La mise en œuvre de la régionalisation avancée au Maroc continue de mobiliser les plus hauts niveaux de l’État. Une réunion de suivi s’est tenue jeudi au siège du ministère de l’Intérieur à Rabat, rassemblant plusieurs membres du gouvernement, des représentants des Régions, ainsi que les walis du Royaume. L’objectif ? Faire le point sur l’état d’avancement de ce chantier stratégique et tracer les priorités de la prochaine phase.

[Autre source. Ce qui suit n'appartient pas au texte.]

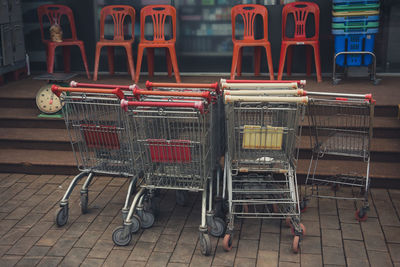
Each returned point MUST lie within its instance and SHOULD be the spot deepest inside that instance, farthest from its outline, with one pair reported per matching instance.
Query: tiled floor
(28, 235)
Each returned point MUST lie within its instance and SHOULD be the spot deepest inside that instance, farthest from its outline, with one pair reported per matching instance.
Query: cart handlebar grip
(279, 99)
(206, 95)
(298, 92)
(103, 86)
(195, 104)
(57, 90)
(214, 86)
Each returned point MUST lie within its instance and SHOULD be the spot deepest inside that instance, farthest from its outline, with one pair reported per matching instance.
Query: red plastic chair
(158, 14)
(249, 13)
(119, 14)
(300, 11)
(54, 14)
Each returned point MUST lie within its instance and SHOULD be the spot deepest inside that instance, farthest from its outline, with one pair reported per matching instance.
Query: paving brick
(75, 257)
(331, 238)
(378, 259)
(23, 245)
(329, 222)
(245, 262)
(333, 255)
(269, 241)
(116, 258)
(311, 245)
(267, 258)
(158, 259)
(354, 249)
(141, 251)
(351, 231)
(392, 234)
(286, 253)
(310, 260)
(183, 253)
(166, 243)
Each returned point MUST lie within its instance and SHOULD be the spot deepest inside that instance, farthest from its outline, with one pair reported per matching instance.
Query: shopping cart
(174, 137)
(99, 140)
(260, 162)
(341, 126)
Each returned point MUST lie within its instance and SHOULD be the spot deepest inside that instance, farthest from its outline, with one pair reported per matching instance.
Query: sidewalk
(29, 237)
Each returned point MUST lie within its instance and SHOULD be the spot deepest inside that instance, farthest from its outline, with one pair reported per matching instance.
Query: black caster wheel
(62, 216)
(84, 203)
(205, 244)
(218, 227)
(122, 236)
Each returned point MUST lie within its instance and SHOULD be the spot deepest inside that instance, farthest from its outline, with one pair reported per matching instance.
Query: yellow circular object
(46, 101)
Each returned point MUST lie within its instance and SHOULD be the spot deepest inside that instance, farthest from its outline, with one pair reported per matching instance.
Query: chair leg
(169, 63)
(96, 62)
(308, 59)
(50, 58)
(174, 62)
(84, 59)
(110, 56)
(139, 62)
(130, 61)
(235, 56)
(282, 60)
(67, 58)
(269, 60)
(150, 61)
(257, 60)
(289, 60)
(317, 62)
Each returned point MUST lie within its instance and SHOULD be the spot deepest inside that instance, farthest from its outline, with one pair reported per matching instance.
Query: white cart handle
(281, 99)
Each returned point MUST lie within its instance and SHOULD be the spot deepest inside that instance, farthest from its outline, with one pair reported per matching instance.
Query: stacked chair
(354, 25)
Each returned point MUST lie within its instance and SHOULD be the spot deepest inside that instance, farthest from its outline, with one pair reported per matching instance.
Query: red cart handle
(57, 90)
(214, 86)
(137, 92)
(103, 86)
(195, 104)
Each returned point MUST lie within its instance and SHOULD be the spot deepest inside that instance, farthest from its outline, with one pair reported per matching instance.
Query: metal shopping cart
(99, 139)
(341, 126)
(260, 162)
(174, 137)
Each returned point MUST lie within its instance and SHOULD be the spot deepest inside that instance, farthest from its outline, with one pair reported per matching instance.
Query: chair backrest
(158, 14)
(119, 14)
(249, 13)
(54, 14)
(300, 11)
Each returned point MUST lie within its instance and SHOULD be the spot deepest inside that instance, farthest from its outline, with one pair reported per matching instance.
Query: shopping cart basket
(341, 126)
(260, 162)
(99, 140)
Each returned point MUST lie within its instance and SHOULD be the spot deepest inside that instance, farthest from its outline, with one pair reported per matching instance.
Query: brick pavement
(29, 237)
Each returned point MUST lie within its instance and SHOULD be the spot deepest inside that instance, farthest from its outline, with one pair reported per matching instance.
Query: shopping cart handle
(57, 90)
(137, 92)
(103, 86)
(195, 104)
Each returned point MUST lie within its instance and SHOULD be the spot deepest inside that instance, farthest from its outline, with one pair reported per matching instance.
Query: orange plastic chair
(54, 13)
(300, 11)
(158, 14)
(119, 14)
(249, 13)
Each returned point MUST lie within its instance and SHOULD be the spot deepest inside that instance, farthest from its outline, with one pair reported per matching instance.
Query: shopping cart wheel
(205, 244)
(84, 203)
(296, 244)
(227, 242)
(181, 197)
(147, 219)
(122, 236)
(361, 215)
(62, 216)
(217, 229)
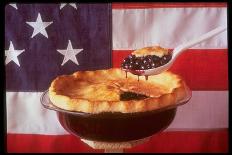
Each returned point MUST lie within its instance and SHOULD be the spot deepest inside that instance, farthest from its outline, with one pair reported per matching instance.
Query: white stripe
(25, 114)
(167, 27)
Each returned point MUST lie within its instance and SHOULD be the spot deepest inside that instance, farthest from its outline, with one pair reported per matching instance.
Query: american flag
(43, 41)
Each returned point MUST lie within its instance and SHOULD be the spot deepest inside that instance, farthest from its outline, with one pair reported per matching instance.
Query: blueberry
(126, 60)
(126, 66)
(142, 67)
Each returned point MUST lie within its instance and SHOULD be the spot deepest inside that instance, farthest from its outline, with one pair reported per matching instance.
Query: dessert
(147, 58)
(109, 91)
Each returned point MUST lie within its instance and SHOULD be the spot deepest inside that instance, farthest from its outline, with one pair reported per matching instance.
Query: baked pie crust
(99, 91)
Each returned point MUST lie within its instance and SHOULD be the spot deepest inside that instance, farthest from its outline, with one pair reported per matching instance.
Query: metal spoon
(177, 51)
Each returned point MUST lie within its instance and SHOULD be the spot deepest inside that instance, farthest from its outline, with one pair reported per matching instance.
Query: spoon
(177, 51)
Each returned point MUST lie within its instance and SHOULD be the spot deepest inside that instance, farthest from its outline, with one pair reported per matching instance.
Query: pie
(110, 91)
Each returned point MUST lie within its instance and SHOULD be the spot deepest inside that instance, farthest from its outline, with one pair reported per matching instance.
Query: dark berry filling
(147, 62)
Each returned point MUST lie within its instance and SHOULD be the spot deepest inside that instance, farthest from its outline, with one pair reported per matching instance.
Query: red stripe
(166, 5)
(201, 69)
(187, 141)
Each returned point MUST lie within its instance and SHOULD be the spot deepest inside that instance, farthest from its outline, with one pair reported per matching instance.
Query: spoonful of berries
(154, 60)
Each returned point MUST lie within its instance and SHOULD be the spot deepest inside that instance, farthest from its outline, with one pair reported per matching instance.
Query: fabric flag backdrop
(43, 41)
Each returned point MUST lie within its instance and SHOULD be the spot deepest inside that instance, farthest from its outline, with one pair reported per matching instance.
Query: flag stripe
(188, 141)
(147, 5)
(210, 63)
(167, 27)
(206, 110)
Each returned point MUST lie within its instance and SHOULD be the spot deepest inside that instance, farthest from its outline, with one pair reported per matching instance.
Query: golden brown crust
(99, 91)
(152, 50)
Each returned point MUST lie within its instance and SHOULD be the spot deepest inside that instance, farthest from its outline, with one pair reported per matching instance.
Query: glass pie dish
(114, 126)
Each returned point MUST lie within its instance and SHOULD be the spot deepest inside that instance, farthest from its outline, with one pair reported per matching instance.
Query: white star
(70, 53)
(14, 5)
(39, 26)
(64, 4)
(12, 54)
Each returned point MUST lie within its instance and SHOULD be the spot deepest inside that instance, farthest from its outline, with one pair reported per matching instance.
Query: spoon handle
(179, 49)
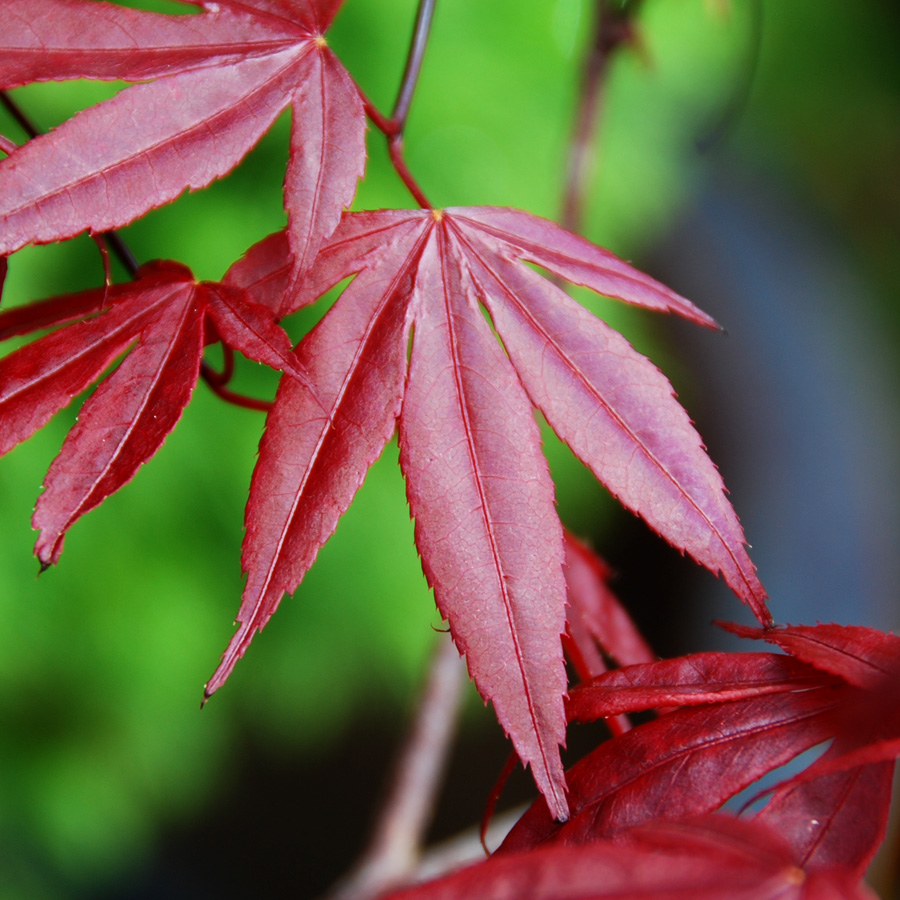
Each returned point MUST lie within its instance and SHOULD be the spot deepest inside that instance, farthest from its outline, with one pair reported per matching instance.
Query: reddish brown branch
(613, 27)
(392, 128)
(397, 837)
(217, 385)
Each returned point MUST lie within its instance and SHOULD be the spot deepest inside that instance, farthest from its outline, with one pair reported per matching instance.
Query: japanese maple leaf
(212, 84)
(477, 482)
(597, 624)
(706, 858)
(167, 318)
(744, 715)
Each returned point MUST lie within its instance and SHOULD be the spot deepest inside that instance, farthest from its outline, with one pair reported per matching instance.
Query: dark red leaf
(41, 378)
(264, 273)
(125, 421)
(711, 858)
(311, 462)
(486, 527)
(861, 656)
(595, 614)
(490, 540)
(687, 762)
(700, 678)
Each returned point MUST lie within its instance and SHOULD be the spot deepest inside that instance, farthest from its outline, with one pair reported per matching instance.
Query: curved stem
(392, 128)
(413, 63)
(213, 379)
(404, 816)
(395, 149)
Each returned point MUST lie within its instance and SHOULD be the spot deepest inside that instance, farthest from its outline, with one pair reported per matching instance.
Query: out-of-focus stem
(613, 27)
(413, 63)
(393, 852)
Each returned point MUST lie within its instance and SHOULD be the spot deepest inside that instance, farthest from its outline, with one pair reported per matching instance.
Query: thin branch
(113, 241)
(413, 63)
(394, 850)
(395, 149)
(392, 128)
(213, 379)
(613, 27)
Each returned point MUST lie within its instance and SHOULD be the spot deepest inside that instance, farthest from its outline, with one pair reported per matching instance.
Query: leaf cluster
(451, 335)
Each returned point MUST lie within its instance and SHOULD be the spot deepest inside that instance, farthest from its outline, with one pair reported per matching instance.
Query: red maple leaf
(477, 482)
(169, 318)
(213, 84)
(597, 625)
(705, 858)
(745, 715)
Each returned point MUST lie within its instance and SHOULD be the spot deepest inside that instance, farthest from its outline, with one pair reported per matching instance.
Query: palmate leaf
(705, 858)
(219, 80)
(167, 317)
(744, 715)
(596, 622)
(477, 483)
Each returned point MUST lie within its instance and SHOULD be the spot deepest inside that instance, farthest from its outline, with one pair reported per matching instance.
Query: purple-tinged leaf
(311, 465)
(251, 329)
(328, 153)
(486, 527)
(595, 613)
(264, 272)
(55, 40)
(124, 422)
(861, 656)
(41, 378)
(197, 126)
(619, 415)
(708, 858)
(517, 234)
(221, 79)
(837, 819)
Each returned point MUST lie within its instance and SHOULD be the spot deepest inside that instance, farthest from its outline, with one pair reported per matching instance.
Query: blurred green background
(112, 783)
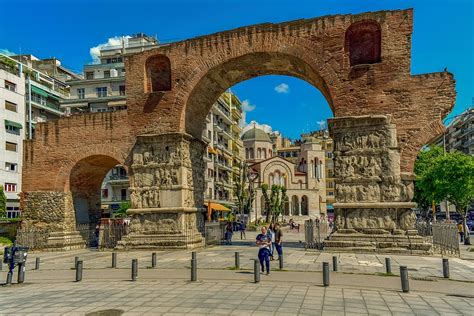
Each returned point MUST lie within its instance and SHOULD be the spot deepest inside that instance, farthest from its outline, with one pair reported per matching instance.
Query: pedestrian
(461, 231)
(271, 235)
(278, 240)
(243, 227)
(264, 243)
(228, 233)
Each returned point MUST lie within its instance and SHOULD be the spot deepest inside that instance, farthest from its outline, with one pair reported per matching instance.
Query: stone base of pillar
(383, 228)
(163, 228)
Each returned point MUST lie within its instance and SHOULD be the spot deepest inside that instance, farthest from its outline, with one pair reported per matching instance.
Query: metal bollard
(21, 273)
(404, 279)
(325, 274)
(193, 270)
(114, 260)
(153, 260)
(237, 260)
(134, 269)
(256, 271)
(79, 267)
(334, 263)
(388, 266)
(446, 268)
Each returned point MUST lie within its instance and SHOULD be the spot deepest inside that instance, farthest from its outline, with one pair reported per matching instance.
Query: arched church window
(363, 43)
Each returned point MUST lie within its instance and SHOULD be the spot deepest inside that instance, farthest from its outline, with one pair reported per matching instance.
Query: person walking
(264, 243)
(461, 231)
(278, 240)
(271, 235)
(228, 233)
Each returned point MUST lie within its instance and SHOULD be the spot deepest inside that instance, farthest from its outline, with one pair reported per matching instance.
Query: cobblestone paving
(224, 298)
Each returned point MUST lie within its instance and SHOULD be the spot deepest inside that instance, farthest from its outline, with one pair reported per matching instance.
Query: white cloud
(282, 88)
(6, 52)
(247, 107)
(113, 41)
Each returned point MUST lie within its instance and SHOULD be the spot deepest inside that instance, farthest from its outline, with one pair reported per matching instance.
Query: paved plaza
(359, 287)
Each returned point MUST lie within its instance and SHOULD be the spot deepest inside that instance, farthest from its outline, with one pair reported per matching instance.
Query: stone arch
(363, 42)
(158, 74)
(85, 186)
(304, 205)
(248, 65)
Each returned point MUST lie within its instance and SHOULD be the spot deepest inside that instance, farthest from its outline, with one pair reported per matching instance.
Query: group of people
(269, 240)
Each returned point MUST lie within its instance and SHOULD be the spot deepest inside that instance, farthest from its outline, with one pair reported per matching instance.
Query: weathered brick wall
(59, 145)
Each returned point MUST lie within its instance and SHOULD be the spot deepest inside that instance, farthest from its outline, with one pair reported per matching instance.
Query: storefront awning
(217, 207)
(14, 124)
(39, 91)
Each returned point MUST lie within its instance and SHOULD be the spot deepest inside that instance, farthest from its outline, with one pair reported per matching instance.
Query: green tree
(451, 177)
(3, 203)
(245, 197)
(424, 160)
(122, 211)
(275, 201)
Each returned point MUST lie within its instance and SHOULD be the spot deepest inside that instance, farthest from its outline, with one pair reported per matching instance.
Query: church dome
(256, 134)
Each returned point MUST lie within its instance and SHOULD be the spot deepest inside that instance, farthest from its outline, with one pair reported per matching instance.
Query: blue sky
(442, 37)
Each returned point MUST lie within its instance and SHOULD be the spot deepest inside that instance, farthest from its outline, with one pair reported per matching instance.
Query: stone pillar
(166, 191)
(49, 218)
(373, 211)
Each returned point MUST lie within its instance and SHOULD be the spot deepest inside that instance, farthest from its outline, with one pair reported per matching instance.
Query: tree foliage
(423, 162)
(275, 201)
(245, 197)
(3, 203)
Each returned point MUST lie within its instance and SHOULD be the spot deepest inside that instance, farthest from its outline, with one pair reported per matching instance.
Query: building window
(363, 42)
(101, 92)
(10, 106)
(81, 94)
(11, 146)
(13, 129)
(122, 90)
(10, 166)
(10, 187)
(10, 86)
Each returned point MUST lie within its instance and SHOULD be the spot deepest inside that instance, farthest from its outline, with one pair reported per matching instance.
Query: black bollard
(445, 268)
(388, 266)
(153, 260)
(237, 260)
(79, 270)
(256, 271)
(193, 270)
(21, 272)
(325, 274)
(114, 260)
(404, 279)
(334, 263)
(134, 269)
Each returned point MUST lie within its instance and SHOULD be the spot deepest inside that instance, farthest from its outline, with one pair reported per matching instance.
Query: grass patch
(385, 274)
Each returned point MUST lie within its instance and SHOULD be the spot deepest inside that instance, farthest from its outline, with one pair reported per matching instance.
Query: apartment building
(27, 97)
(225, 151)
(103, 87)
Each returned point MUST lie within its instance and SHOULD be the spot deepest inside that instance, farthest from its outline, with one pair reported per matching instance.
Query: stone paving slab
(221, 297)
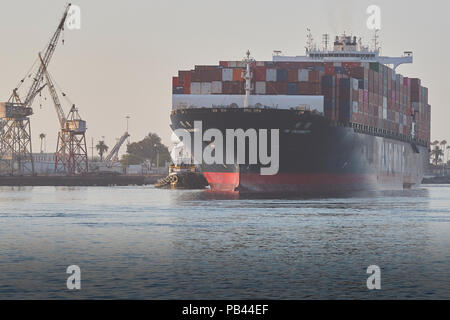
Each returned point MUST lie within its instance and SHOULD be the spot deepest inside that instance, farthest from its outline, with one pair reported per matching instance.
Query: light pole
(157, 155)
(128, 118)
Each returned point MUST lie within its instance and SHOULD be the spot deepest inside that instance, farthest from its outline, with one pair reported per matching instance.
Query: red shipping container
(329, 70)
(237, 74)
(276, 88)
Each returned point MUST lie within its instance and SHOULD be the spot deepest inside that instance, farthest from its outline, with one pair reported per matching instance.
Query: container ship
(346, 119)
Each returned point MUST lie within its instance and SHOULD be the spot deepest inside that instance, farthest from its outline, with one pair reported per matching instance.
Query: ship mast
(248, 78)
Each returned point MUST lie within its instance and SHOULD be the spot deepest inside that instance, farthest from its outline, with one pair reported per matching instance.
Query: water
(144, 243)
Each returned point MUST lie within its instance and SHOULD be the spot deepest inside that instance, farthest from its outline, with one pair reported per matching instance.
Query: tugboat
(182, 175)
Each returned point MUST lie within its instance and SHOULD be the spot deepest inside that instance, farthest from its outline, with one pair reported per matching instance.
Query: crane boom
(34, 89)
(59, 110)
(115, 151)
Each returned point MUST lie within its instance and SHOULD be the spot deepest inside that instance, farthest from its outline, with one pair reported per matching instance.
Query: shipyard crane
(113, 156)
(15, 130)
(71, 151)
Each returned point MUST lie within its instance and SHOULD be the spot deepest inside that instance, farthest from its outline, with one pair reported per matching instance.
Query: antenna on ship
(375, 40)
(247, 75)
(309, 41)
(326, 39)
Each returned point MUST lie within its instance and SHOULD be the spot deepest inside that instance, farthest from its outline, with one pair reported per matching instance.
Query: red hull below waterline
(297, 182)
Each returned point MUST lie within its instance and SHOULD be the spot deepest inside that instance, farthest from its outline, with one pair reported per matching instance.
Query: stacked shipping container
(369, 94)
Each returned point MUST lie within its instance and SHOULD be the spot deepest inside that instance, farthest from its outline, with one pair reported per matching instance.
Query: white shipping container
(227, 74)
(260, 87)
(195, 88)
(216, 87)
(271, 75)
(205, 88)
(303, 75)
(355, 107)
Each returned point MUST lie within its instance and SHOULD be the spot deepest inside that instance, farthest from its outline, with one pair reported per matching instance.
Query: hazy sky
(122, 60)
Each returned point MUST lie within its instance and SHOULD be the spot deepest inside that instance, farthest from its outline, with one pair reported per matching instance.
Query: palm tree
(101, 148)
(42, 137)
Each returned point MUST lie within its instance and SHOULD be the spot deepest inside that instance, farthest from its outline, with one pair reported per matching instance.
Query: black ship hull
(315, 154)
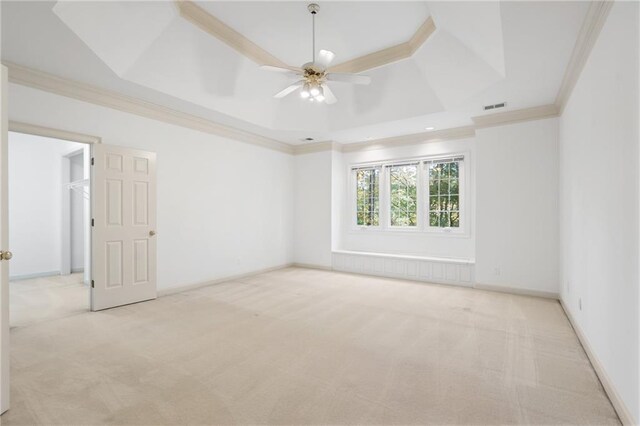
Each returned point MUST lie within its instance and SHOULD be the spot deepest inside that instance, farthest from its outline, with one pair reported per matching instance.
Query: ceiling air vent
(495, 106)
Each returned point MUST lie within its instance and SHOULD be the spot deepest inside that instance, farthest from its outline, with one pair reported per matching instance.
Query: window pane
(434, 219)
(403, 202)
(453, 186)
(367, 193)
(434, 171)
(444, 186)
(434, 202)
(444, 195)
(453, 202)
(444, 219)
(455, 219)
(445, 170)
(454, 170)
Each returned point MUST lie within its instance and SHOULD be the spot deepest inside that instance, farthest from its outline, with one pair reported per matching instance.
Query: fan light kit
(315, 74)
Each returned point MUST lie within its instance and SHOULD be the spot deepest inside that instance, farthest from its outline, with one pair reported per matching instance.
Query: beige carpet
(301, 346)
(46, 298)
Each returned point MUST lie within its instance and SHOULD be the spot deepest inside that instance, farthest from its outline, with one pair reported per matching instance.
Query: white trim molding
(389, 55)
(515, 116)
(618, 404)
(215, 27)
(207, 22)
(412, 139)
(587, 37)
(317, 147)
(516, 290)
(98, 96)
(33, 129)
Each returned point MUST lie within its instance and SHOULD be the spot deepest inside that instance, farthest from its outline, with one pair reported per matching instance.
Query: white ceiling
(481, 53)
(348, 29)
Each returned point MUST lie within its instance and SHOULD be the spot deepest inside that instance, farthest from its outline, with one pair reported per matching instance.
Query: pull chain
(313, 35)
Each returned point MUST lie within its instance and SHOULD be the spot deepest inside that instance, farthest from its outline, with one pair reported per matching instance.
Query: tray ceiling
(480, 53)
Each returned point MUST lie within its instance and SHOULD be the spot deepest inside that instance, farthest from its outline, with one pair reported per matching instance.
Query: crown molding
(215, 27)
(516, 116)
(314, 147)
(412, 139)
(212, 25)
(47, 132)
(92, 94)
(587, 37)
(389, 55)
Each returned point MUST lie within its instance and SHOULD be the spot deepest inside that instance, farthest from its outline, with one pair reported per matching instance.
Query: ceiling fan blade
(325, 57)
(289, 89)
(290, 70)
(349, 78)
(329, 97)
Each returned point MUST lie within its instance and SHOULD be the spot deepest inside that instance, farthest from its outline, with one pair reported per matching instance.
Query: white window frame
(353, 196)
(462, 196)
(387, 198)
(422, 193)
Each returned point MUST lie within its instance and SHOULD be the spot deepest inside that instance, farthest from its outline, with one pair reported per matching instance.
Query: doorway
(49, 228)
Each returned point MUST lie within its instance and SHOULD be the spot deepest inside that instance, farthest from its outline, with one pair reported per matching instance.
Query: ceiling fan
(314, 75)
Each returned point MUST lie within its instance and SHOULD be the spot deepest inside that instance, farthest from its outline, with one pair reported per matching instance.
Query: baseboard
(31, 276)
(518, 291)
(618, 404)
(179, 289)
(312, 266)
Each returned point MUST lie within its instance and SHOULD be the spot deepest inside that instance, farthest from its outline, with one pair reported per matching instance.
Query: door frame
(7, 126)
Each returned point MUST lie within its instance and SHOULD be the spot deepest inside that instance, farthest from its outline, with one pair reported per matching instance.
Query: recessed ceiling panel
(349, 29)
(118, 32)
(453, 70)
(477, 24)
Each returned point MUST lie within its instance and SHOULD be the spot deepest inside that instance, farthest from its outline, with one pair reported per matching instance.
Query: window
(403, 195)
(411, 195)
(444, 194)
(368, 197)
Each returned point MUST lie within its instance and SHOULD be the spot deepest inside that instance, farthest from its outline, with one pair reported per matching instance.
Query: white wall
(517, 206)
(599, 201)
(313, 209)
(414, 243)
(35, 187)
(224, 207)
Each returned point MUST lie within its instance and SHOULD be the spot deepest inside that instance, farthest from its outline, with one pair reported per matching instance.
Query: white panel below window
(417, 268)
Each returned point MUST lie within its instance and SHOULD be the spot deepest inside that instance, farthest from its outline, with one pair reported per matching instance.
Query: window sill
(400, 231)
(407, 257)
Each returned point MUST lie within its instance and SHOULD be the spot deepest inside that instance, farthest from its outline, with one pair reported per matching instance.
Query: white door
(5, 254)
(124, 222)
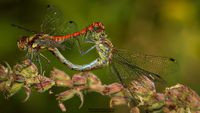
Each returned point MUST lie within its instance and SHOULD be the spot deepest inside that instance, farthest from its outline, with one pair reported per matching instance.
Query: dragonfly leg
(48, 61)
(87, 51)
(81, 51)
(39, 62)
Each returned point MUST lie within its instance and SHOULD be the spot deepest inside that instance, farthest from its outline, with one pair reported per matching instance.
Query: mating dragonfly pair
(125, 64)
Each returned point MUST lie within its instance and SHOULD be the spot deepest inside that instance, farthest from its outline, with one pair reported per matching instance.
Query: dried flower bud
(79, 80)
(113, 88)
(117, 100)
(57, 74)
(27, 69)
(44, 84)
(64, 83)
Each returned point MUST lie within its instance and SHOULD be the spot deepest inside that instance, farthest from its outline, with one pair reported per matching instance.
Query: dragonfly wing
(162, 66)
(55, 24)
(127, 71)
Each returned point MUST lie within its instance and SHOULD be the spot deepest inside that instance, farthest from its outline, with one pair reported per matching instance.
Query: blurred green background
(161, 27)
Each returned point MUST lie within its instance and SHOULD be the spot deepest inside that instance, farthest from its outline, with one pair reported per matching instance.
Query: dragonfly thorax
(32, 43)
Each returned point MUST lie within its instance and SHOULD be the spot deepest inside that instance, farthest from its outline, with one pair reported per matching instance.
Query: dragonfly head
(99, 35)
(23, 43)
(98, 26)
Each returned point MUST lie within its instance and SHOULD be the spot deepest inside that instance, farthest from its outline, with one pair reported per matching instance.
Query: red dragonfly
(54, 31)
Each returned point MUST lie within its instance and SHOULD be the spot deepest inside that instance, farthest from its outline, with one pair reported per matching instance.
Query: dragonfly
(126, 65)
(54, 31)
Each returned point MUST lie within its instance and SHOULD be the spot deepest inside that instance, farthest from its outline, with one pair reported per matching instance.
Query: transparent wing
(129, 65)
(128, 71)
(162, 66)
(55, 24)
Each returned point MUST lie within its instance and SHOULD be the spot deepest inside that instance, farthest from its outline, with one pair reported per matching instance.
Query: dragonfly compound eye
(23, 43)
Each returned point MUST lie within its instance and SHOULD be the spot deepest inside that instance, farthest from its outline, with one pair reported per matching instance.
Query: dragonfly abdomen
(96, 26)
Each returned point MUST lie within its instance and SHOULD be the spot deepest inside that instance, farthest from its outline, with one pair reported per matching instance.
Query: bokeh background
(161, 27)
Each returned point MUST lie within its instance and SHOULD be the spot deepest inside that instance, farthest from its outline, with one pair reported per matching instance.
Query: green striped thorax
(104, 46)
(35, 42)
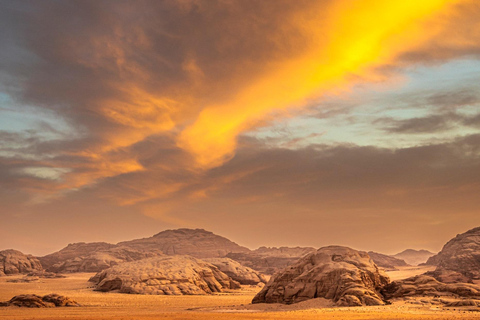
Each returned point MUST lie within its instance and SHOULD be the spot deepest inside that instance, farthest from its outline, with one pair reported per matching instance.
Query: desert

Au cœur des échanges, la présentation d’un bilan d’étape couvrant les actions menées jusqu’à présent. Parmi les réalisations majeures figurent l’élaboration des schémas régionaux d’aménagement du territoire et des programmes de développement régionaux dans les 12 régions du Royaume. Le transfert des crédits budgétaires vers les conseils régionaux a, lui aussi, franchi un seuil inédit, atteignant un taux de réalisation de 100 % pour l’année 2025.
La rencontre a permis d’aborder les principaux obstacles qui freinent encore une pleine opérationnalisation de la régionalisation avancée. Deux chantiers restent particulièrement sensibles : l’activation effective de la Charte de la déconcentration administrative et la définition des compétences régionales, ainsi que les modalités de financement de cette nouvelle organisation territoriale.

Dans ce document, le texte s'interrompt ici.